21 — Dans les ténèbres (4/4)
Le vent gelé continuait de lacérer mon visage durant la descente. J’avais bien fait d’acheter une écharpe ce matin en allant récupérer le vélo, ça atténuait. Cette balade me procura du plaisir et me fit retrouver un semblant de sérénité. Mon cerveau cherchait à tisser des connexions et des conjonctures après cette journée riche en découvertes et en émotions.
Mes sentiments étaient toujours partagés entre déception, crainte, colère, et euphorie. On m’avait aidé, c’était désormais une évidence. Je tentai de dresser une liste de suspects. Les agents de Hernandez ? J’avais plus ou moins compris lors de ma discussion avec le type à la gare que l’ancien assistant faisait fausse route. Ce gars-là en savait bien plus qu’il ne voulait le dire. Il avait la première place du classement. Les personnes qui ont fait pression contre Van Enhoorte à plusieurs reprises ? Les mêmes qui m’auraient menacé avec Nathalie ? Impossible qu’ils m’aient aidé.
Je bifurquai du sentier de randonnée pour retrouver un petit chemin de campagne longé par un fossé et la forêt. Ughvaere se rapprochait tout doucement. Avec toutes mes réflexions, je ne voyais pas le trajet passer.
Ni le grand rouquin qui apparut de nulle part, qui se tenait debout, quelques mètres devant moi. J’écrasai les deux freins. La roue arrière se bloqua et dessina une trace noire sur le bitume. Je perdis le contrôle et faillis me casser la gueule. Après quelques longues secondes de frayeur, je parvins à stopper la bécane tout en gardant un semblant de stabilité. Mon sac à dos bien lourd me déséquilibrait et je manquai plusieurs fois de tomber. Mes jambes tremblaient et mon cœur battait à toute allure. Je scrutai autour de moi, personne. Voilà que je commençais à avoir des hallucinations.
Je me remis de mes émotions, et ensuite, je mis mon pied sur la pédale pour redémarrer. Au moment où j’entamai mon mouvement, je sentis quelque chose me percuter violemment sur le côté. Je valdinguai et roulai dans le fossé jusqu’à atteindre le fond. Le vélo tomba à côté de moi et manqua de m’éclater le crâne si je n'avais pas porté pas le casque.
La douleur déchirait mon corps. Je me recroquevillai en gémissant, le souffle coupé, un goût métallique dans la bouche.
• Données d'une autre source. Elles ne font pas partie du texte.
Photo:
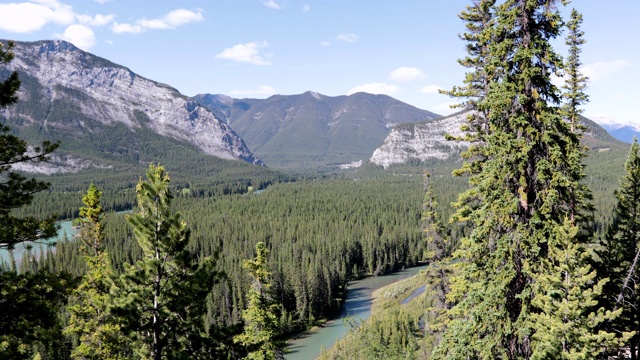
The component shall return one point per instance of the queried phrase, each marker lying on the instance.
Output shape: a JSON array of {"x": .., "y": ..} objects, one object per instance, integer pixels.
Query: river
[
  {"x": 65, "y": 230},
  {"x": 357, "y": 305}
]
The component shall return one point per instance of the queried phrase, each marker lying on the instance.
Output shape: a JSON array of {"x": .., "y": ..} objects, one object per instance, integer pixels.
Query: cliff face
[
  {"x": 421, "y": 141},
  {"x": 312, "y": 130},
  {"x": 56, "y": 73}
]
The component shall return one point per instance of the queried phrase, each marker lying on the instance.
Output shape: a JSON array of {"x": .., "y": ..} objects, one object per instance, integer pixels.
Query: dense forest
[{"x": 530, "y": 255}]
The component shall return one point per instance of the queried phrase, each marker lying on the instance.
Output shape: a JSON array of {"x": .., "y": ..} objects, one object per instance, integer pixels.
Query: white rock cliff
[
  {"x": 114, "y": 94},
  {"x": 421, "y": 141}
]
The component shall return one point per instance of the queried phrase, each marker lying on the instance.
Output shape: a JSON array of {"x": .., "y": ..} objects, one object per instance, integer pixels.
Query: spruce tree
[
  {"x": 261, "y": 328},
  {"x": 30, "y": 302},
  {"x": 620, "y": 253},
  {"x": 566, "y": 326},
  {"x": 90, "y": 319},
  {"x": 524, "y": 187},
  {"x": 437, "y": 255},
  {"x": 575, "y": 82},
  {"x": 161, "y": 299},
  {"x": 16, "y": 190}
]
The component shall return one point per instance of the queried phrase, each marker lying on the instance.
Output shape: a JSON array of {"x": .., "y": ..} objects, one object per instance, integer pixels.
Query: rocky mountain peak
[{"x": 58, "y": 72}]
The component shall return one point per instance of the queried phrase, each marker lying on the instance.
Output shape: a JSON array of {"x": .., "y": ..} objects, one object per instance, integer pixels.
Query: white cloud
[
  {"x": 171, "y": 20},
  {"x": 264, "y": 90},
  {"x": 406, "y": 74},
  {"x": 374, "y": 88},
  {"x": 31, "y": 16},
  {"x": 98, "y": 20},
  {"x": 347, "y": 37},
  {"x": 249, "y": 53},
  {"x": 430, "y": 89},
  {"x": 119, "y": 28},
  {"x": 272, "y": 4},
  {"x": 79, "y": 35},
  {"x": 601, "y": 70}
]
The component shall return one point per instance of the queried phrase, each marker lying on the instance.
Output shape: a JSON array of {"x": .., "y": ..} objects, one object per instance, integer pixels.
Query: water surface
[{"x": 357, "y": 306}]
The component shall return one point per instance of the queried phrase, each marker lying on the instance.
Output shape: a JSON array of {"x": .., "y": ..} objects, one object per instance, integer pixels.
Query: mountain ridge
[
  {"x": 70, "y": 93},
  {"x": 311, "y": 129},
  {"x": 428, "y": 140}
]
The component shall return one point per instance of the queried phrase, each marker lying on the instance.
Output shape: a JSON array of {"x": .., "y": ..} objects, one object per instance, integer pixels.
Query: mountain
[
  {"x": 312, "y": 130},
  {"x": 107, "y": 116},
  {"x": 621, "y": 131},
  {"x": 426, "y": 140}
]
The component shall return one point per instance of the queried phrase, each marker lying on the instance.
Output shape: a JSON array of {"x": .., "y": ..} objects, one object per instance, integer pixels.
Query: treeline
[{"x": 320, "y": 234}]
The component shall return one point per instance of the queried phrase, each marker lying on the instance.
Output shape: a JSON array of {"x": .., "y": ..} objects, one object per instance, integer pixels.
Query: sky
[{"x": 407, "y": 49}]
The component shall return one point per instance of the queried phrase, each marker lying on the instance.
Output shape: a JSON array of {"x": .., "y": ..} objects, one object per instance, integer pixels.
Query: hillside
[
  {"x": 312, "y": 130},
  {"x": 108, "y": 117},
  {"x": 426, "y": 140}
]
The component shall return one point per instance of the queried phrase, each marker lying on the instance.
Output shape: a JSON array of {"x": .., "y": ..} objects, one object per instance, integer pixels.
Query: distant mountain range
[
  {"x": 105, "y": 115},
  {"x": 621, "y": 131},
  {"x": 312, "y": 130},
  {"x": 425, "y": 140}
]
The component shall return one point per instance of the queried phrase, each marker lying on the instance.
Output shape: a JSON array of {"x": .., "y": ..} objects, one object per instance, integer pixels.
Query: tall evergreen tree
[
  {"x": 261, "y": 328},
  {"x": 527, "y": 184},
  {"x": 437, "y": 255},
  {"x": 99, "y": 336},
  {"x": 29, "y": 302},
  {"x": 15, "y": 189},
  {"x": 575, "y": 82},
  {"x": 162, "y": 298},
  {"x": 566, "y": 326},
  {"x": 620, "y": 253}
]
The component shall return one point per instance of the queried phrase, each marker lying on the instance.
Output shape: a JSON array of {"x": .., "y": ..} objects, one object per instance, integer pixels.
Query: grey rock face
[
  {"x": 421, "y": 141},
  {"x": 112, "y": 93}
]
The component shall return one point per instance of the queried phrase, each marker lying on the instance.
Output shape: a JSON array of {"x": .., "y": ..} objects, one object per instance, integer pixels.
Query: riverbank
[
  {"x": 357, "y": 307},
  {"x": 394, "y": 328}
]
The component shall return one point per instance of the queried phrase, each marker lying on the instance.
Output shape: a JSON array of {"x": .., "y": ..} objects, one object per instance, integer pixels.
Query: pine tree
[
  {"x": 620, "y": 253},
  {"x": 15, "y": 189},
  {"x": 99, "y": 335},
  {"x": 566, "y": 293},
  {"x": 30, "y": 302},
  {"x": 261, "y": 329},
  {"x": 527, "y": 184},
  {"x": 161, "y": 299},
  {"x": 576, "y": 82},
  {"x": 437, "y": 255}
]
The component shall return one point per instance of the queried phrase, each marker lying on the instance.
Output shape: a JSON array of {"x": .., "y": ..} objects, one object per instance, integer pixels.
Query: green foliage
[
  {"x": 619, "y": 252},
  {"x": 99, "y": 334},
  {"x": 30, "y": 305},
  {"x": 261, "y": 327},
  {"x": 567, "y": 327},
  {"x": 394, "y": 330},
  {"x": 161, "y": 299},
  {"x": 524, "y": 181},
  {"x": 439, "y": 271},
  {"x": 16, "y": 190},
  {"x": 576, "y": 82}
]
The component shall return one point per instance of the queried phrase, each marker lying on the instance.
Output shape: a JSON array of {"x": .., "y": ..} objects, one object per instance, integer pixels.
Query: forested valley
[{"x": 530, "y": 253}]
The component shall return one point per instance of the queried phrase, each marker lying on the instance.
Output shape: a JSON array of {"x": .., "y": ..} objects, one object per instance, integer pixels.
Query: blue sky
[{"x": 256, "y": 48}]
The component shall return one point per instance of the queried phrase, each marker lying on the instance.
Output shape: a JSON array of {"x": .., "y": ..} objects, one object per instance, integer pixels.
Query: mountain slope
[
  {"x": 426, "y": 140},
  {"x": 313, "y": 130},
  {"x": 106, "y": 115}
]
J’entendis quelques rires satisfaits, des paroles menaçantes. Une violente souffrance explosa depuis mon ventre pour se propager partout ailleurs. J’eus envie de vomir et crachai de la bile. On venait de me foutre un coup de pied, ce n’était pas possible autrement. Un second arriva. Mes yeux restaient fermés, j’ignorais ce qu’il se passait. Je protégeai ma tête avec mes bras, je hurlai, j’implorai qu’on arrête de me faire du mal en vain.
Puis les rires moqueurs se transformèrent en cris de surprise.
— Putain ! C’est elle !
— Butez-la !
Et le calme revint.
Mon corps n’était plus qu’une épave pathétique souffrant le martyre et versant des larmes. Mes oreilles bourdonnaient, je me sentais faiblir, ma conscience vacillait.
Une main douce me caressa la joue en me promettant que « ça va aller » juste avant que je ne tombe dans les pommes.